More recently, groups are making published materials available as images with OCR texts associated with them. Examples include University Digital Collections who have also produced the Utah Digital Newspapers, the LDS Church History Library’s ambitious and quickly enormous Internet Archive, and the ever beneficent Google Books.
Human transcripts take a lot more effort. My Adobe Acrobat can OCR a scanned document in seconds. It would take me much, much, longer to transcribe it by hand. Because of the effort required, these transcripts are only typically performed for manuscript documents. And the only two institutions to provide images and manual transcripts of manuscript materials, of which I am aware, are the Joseph Smith Papers and the BYU Digital Collections, viz., the Mormon Missionary Diaries, and the Overland Trails Diaries. And really, the quality of these two groups’ offerings are simply incredible. With BYU the document transcripts are available in both HTML and PDF.
What good do these 0s and 1s floating in the cloud do if no one can find them? For example, if you didn’t know that the Utah Genealogical and Historical Magazine was recently moved from the BYU Digital Collections to the LDS Family History Library digital repository there would be no way to find it. No soup for you! Google is definitely your friend here, but drilling down into the catalogues can sometimes be the only way to find things. Consequently search engine-friendly finding aids are a real boon (like those that existed at BYU before their upgrade [shakes fist at sky]).
And here is a thing. Because the amount of content that is now digitized is so enormous that one cannot read it all (for interesting discussions see here and here), and while it is very helpful to be able to search through a document transcript, the ability to search globally across a collection yields truly a glorious fruit (the consumption of which leads to knowledge or death, depending on how lazy you are). I can honestly say that every project that I have worked on has been improved due to global search functions. Who has global search?
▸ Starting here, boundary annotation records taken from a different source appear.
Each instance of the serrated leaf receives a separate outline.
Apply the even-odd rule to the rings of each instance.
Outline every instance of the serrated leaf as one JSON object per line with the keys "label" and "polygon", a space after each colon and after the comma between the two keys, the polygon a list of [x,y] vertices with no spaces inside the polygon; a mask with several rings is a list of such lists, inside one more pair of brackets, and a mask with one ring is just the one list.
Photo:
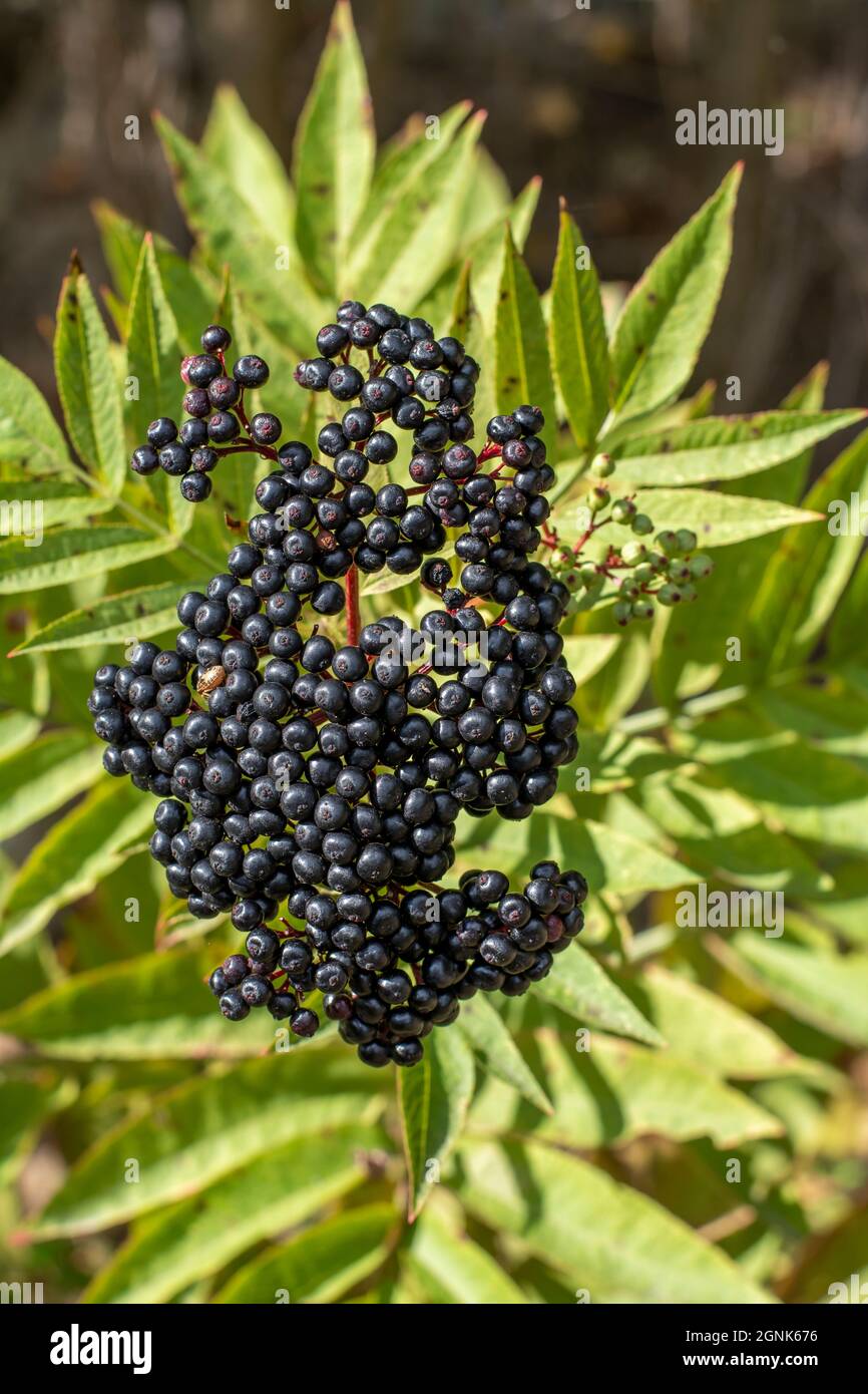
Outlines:
{"label": "serrated leaf", "polygon": [[[177,397],[181,364],[178,326],[163,290],[150,234],[142,241],[127,322],[127,372],[138,386],[138,396],[128,403],[128,418],[134,438],[144,442],[160,404]],[[192,523],[194,505],[181,496],[178,481],[162,471],[155,488],[173,534],[183,537]]]}
{"label": "serrated leaf", "polygon": [[[316,1165],[316,1164],[315,1164]],[[336,1302],[389,1255],[398,1217],[392,1206],[359,1206],[311,1225],[233,1274],[215,1302]]]}
{"label": "serrated leaf", "polygon": [[375,153],[365,60],[347,0],[329,36],[295,134],[298,250],[322,290],[337,293],[346,247],[365,202]]}
{"label": "serrated leaf", "polygon": [[[155,1216],[85,1291],[86,1302],[167,1302],[237,1255],[339,1200],[365,1179],[364,1151],[382,1149],[376,1128],[301,1136]],[[231,1223],[227,1218],[231,1217]],[[280,1288],[295,1301],[291,1270]],[[270,1301],[274,1302],[274,1292]]]}
{"label": "serrated leaf", "polygon": [[274,1040],[273,1019],[255,1012],[240,1030],[228,1032],[206,986],[213,967],[215,949],[202,947],[107,963],[63,979],[1,1013],[0,1030],[52,1059],[262,1054]]}
{"label": "serrated leaf", "polygon": [[425,219],[431,206],[432,166],[436,167],[437,160],[443,160],[453,146],[454,137],[471,109],[471,102],[457,102],[436,118],[436,139],[425,125],[411,139],[397,144],[378,166],[365,206],[358,216],[352,245],[347,250],[348,287],[379,286],[386,277],[394,256],[404,245],[405,238],[400,238],[401,226],[405,229],[405,237],[410,237]]}
{"label": "serrated leaf", "polygon": [[660,963],[649,963],[633,977],[616,973],[616,979],[662,1033],[669,1051],[705,1071],[726,1079],[773,1079],[815,1068],[762,1022]]}
{"label": "serrated leaf", "polygon": [[0,542],[0,595],[17,595],[52,585],[68,585],[88,576],[114,572],[177,546],[167,534],[144,533],[118,523],[49,533],[39,546],[8,538]]}
{"label": "serrated leaf", "polygon": [[737,1147],[779,1138],[780,1119],[684,1055],[651,1051],[596,1033],[580,1046],[567,1032],[541,1027],[525,1046],[545,1075],[555,1103],[541,1118],[525,1104],[489,1089],[471,1112],[472,1131],[520,1136],[573,1150],[623,1146],[637,1138]]}
{"label": "serrated leaf", "polygon": [[202,153],[224,171],[251,215],[265,224],[274,241],[284,243],[295,201],[283,160],[251,117],[238,89],[227,82],[215,93]]}
{"label": "serrated leaf", "polygon": [[70,611],[38,629],[14,650],[15,654],[45,654],[60,648],[89,648],[92,644],[153,638],[176,629],[177,581],[138,585],[117,595],[104,595],[93,605]]}
{"label": "serrated leaf", "polygon": [[868,1044],[868,953],[835,953],[737,930],[706,942],[737,977],[798,1020],[851,1046]]}
{"label": "serrated leaf", "polygon": [[418,181],[410,185],[383,222],[368,265],[358,273],[365,300],[415,307],[454,256],[460,199],[472,177],[472,160],[483,114],[467,121]]}
{"label": "serrated leaf", "polygon": [[[4,480],[3,500],[10,507],[0,519],[8,519],[10,526],[0,527],[0,533],[31,538],[61,524],[85,523],[113,506],[111,499],[60,480]],[[21,506],[20,516],[15,505]]]}
{"label": "serrated leaf", "polygon": [[[219,272],[228,263],[266,325],[287,347],[304,354],[326,311],[311,290],[293,240],[274,243],[261,223],[238,217],[237,197],[222,169],[166,117],[157,117],[156,127],[178,199],[210,268]],[[237,347],[244,353],[249,346]]]}
{"label": "serrated leaf", "polygon": [[555,422],[552,369],[539,294],[509,227],[495,326],[495,376],[500,411],[511,411],[527,401],[541,407],[549,424]]}
{"label": "serrated leaf", "polygon": [[419,1216],[407,1259],[422,1282],[433,1284],[447,1302],[513,1306],[528,1301],[500,1264],[468,1235],[456,1234],[433,1206]]}
{"label": "serrated leaf", "polygon": [[[325,1046],[293,1047],[187,1080],[78,1158],[38,1232],[106,1230],[189,1199],[294,1139],[371,1122],[380,1107],[358,1061]],[[127,1157],[139,1163],[135,1186],[124,1179]]]}
{"label": "serrated leaf", "polygon": [[435,1029],[419,1064],[398,1068],[397,1089],[412,1223],[461,1135],[472,1097],[474,1057],[464,1037]]}
{"label": "serrated leaf", "polygon": [[[577,266],[580,250],[587,266]],[[573,439],[589,450],[609,410],[609,346],[596,266],[566,206],[552,273],[549,316],[552,368]]]}
{"label": "serrated leaf", "polygon": [[0,956],[114,871],[150,829],[152,813],[139,789],[106,779],[56,822],[7,887]]}
{"label": "serrated leaf", "polygon": [[460,1195],[591,1302],[770,1302],[656,1202],[542,1143],[465,1143]]}
{"label": "serrated leaf", "polygon": [[72,445],[109,491],[120,493],[127,468],[120,383],[106,326],[77,259],[57,305],[54,372]]}
{"label": "serrated leaf", "polygon": [[559,953],[548,977],[535,984],[536,995],[588,1026],[612,1036],[630,1036],[646,1046],[665,1046],[660,1033],[621,993],[595,958],[571,944]]}
{"label": "serrated leaf", "polygon": [[60,427],[33,382],[0,358],[0,460],[26,460],[29,470],[63,474],[72,461]]}
{"label": "serrated leaf", "polygon": [[[821,521],[819,513],[794,509],[777,499],[740,498],[736,493],[711,493],[708,489],[640,489],[635,506],[653,519],[659,531],[691,528],[697,534],[699,549],[731,546],[780,528]],[[722,565],[726,566],[726,562]]]}
{"label": "serrated leaf", "polygon": [[[805,506],[826,516],[809,538],[787,533],[772,556],[748,623],[761,672],[780,672],[808,657],[844,591],[862,549],[858,527],[832,530],[830,510],[853,507],[868,487],[868,431],[862,432],[819,477]],[[844,514],[847,521],[848,513]]]}
{"label": "serrated leaf", "polygon": [[78,730],[54,730],[0,760],[0,841],[70,803],[99,779],[95,742]]}
{"label": "serrated leaf", "polygon": [[476,995],[461,1004],[458,1025],[489,1073],[517,1089],[534,1108],[539,1108],[543,1114],[552,1112],[542,1086],[513,1040],[500,1012],[485,997]]}
{"label": "serrated leaf", "polygon": [[670,401],[694,371],[729,266],[740,180],[736,164],[624,301],[612,340],[621,418]]}
{"label": "serrated leaf", "polygon": [[704,484],[758,474],[855,425],[864,411],[764,411],[708,417],[626,441],[614,453],[619,480],[646,487]]}

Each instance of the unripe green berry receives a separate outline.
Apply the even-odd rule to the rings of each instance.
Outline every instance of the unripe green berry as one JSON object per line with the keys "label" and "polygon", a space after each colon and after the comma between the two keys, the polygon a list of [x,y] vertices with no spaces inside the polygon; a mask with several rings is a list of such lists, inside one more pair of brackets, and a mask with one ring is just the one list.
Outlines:
{"label": "unripe green berry", "polygon": [[607,480],[610,474],[614,474],[614,460],[610,454],[598,454],[591,461],[591,474],[598,480]]}
{"label": "unripe green berry", "polygon": [[667,583],[666,585],[660,585],[660,590],[656,592],[656,597],[660,605],[679,605],[681,601],[681,591],[677,585],[672,585]]}
{"label": "unripe green berry", "polygon": [[635,514],[635,503],[633,499],[616,499],[612,505],[612,521],[613,523],[630,523]]}
{"label": "unripe green berry", "polygon": [[648,548],[644,542],[624,542],[621,548],[621,562],[627,566],[638,566],[648,556]]}
{"label": "unripe green berry", "polygon": [[613,613],[616,625],[621,626],[628,625],[630,620],[633,619],[633,605],[630,604],[630,601],[616,601]]}
{"label": "unripe green berry", "polygon": [[687,562],[681,562],[680,559],[676,559],[674,562],[670,562],[669,566],[666,567],[666,574],[667,574],[667,577],[669,577],[670,581],[677,581],[677,583],[680,583],[680,581],[688,581],[690,580],[690,566],[687,565]]}

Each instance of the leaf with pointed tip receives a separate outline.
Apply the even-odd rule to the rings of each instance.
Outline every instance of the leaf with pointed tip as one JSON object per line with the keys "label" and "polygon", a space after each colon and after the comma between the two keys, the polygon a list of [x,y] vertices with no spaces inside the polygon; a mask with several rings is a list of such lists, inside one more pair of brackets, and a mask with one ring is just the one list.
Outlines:
{"label": "leaf with pointed tip", "polygon": [[234,1273],[213,1301],[274,1302],[283,1289],[291,1302],[336,1302],[382,1266],[397,1223],[394,1209],[386,1204],[332,1216],[279,1248],[266,1249]]}
{"label": "leaf with pointed tip", "polygon": [[337,0],[294,148],[295,238],[319,287],[333,296],[368,194],[376,139],[365,60],[347,0]]}
{"label": "leaf with pointed tip", "polygon": [[672,401],[694,371],[729,266],[740,180],[736,164],[624,301],[612,339],[619,417]]}
{"label": "leaf with pointed tip", "polygon": [[461,1136],[474,1093],[474,1057],[460,1032],[435,1027],[419,1064],[398,1069],[397,1087],[412,1221]]}
{"label": "leaf with pointed tip", "polygon": [[63,474],[72,467],[47,401],[6,358],[0,358],[0,460],[26,460],[28,470],[49,474]]}
{"label": "leaf with pointed tip", "polygon": [[[587,266],[577,265],[580,252]],[[589,450],[609,411],[609,346],[596,266],[564,206],[552,273],[549,347],[573,439],[580,450]]]}
{"label": "leaf with pointed tip", "polygon": [[153,638],[177,627],[177,581],[138,585],[117,595],[104,595],[38,629],[14,654],[47,654],[60,648],[89,648],[92,644]]}
{"label": "leaf with pointed tip", "polygon": [[495,376],[500,411],[509,413],[527,401],[542,408],[549,425],[555,422],[552,368],[539,294],[509,227],[495,328]]}
{"label": "leaf with pointed tip", "polygon": [[88,576],[114,572],[177,546],[169,534],[144,533],[117,523],[49,533],[39,546],[7,538],[0,542],[0,595],[18,595],[67,585]]}
{"label": "leaf with pointed tip", "polygon": [[118,495],[127,470],[121,390],[109,335],[78,259],[71,262],[60,291],[54,372],[72,445]]}

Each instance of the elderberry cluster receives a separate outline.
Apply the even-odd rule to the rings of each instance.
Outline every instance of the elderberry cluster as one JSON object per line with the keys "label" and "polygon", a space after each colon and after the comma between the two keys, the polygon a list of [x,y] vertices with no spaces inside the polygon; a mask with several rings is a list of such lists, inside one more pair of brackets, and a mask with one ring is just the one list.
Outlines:
{"label": "elderberry cluster", "polygon": [[270,411],[258,411],[249,421],[244,411],[244,389],[262,388],[269,379],[269,367],[256,354],[244,354],[226,369],[226,350],[231,344],[228,329],[209,325],[202,333],[201,354],[191,354],[181,362],[181,379],[187,392],[181,410],[187,418],[178,429],[171,417],[157,417],[148,427],[148,442],[132,452],[131,466],[137,474],[163,470],[181,481],[181,495],[188,503],[203,503],[212,492],[210,473],[216,468],[223,447],[238,447],[242,431],[249,449],[272,446],[280,439],[283,425]]}
{"label": "elderberry cluster", "polygon": [[[98,669],[93,728],[106,769],[160,800],[150,852],[173,895],[247,935],[212,974],[223,1013],[268,1005],[307,1036],[319,991],[362,1059],[414,1064],[461,998],[524,991],[582,923],[585,882],[553,863],[521,895],[497,871],[436,884],[461,810],[527,818],[578,750],[559,634],[570,588],[532,559],[555,481],[545,422],[520,406],[475,452],[479,369],[458,340],[347,301],[297,371],[361,403],[322,428],[315,456],[279,446],[276,417],[247,420],[244,389],[268,367],[251,354],[227,375],[228,343],[205,330],[181,369],[189,420],[180,434],[153,422],[132,467],[206,496],[237,442],[274,466],[255,489],[262,512],[226,570],[181,595],[173,648],[139,641]],[[412,431],[407,488],[383,468],[398,449],[386,417]],[[372,468],[386,477],[368,482]],[[435,598],[418,629],[361,626],[358,573],[382,569],[419,574]],[[343,611],[344,641],[330,625]]]}
{"label": "elderberry cluster", "polygon": [[521,894],[502,871],[470,871],[457,891],[436,894],[333,896],[302,887],[288,910],[304,928],[254,930],[247,952],[230,953],[209,986],[230,1020],[268,1006],[297,1036],[316,1030],[316,1013],[301,1002],[319,991],[325,1015],[366,1065],[415,1065],[422,1039],[454,1022],[461,1001],[478,991],[520,997],[546,977],[582,928],[587,892],[584,877],[561,875],[555,861],[538,863]]}

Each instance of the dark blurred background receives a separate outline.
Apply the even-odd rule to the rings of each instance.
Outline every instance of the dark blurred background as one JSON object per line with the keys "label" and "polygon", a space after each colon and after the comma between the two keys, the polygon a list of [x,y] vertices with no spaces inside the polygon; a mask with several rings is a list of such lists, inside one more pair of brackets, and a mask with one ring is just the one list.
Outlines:
{"label": "dark blurred background", "polygon": [[[581,0],[580,0],[581,3]],[[180,247],[149,112],[198,138],[234,82],[288,159],[330,0],[0,0],[0,350],[50,382],[71,247],[103,280],[89,205]],[[528,258],[548,283],[566,194],[606,279],[634,279],[747,158],[736,261],[704,368],[772,406],[821,357],[830,404],[868,396],[867,0],[357,0],[379,138],[470,96],[516,192],[543,176]],[[679,146],[676,112],[784,107],[786,148]],[[141,118],[142,138],[124,139]],[[731,408],[730,408],[731,410]]]}

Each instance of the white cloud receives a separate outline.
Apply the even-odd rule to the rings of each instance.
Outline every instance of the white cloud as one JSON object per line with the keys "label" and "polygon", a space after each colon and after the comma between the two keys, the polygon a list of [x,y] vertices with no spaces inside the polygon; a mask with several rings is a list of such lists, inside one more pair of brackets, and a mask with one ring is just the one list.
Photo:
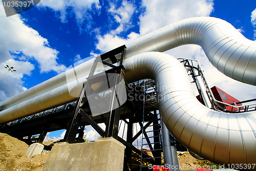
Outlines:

Legacy NFO’s, universities, Google, and the JSPP. Losers: The CHL and the FHL.
Even better than global search, is the advanced search of University digital collections. This allows you to search for terms near each other, truncate search terms, search particular collections, and constrain searches all at the same time (granted legacy NFOs let you do this as well).
Winner, winner, chicken dinner
BYU for both prolificacy and quality, they are unmatched. JSPP you came close. Your transcripts are gold, but your search is still unwieldy and shallow.
As wonderful as it is to have documents available in any form, having images with advanced searchable transcripts is wonderfuler.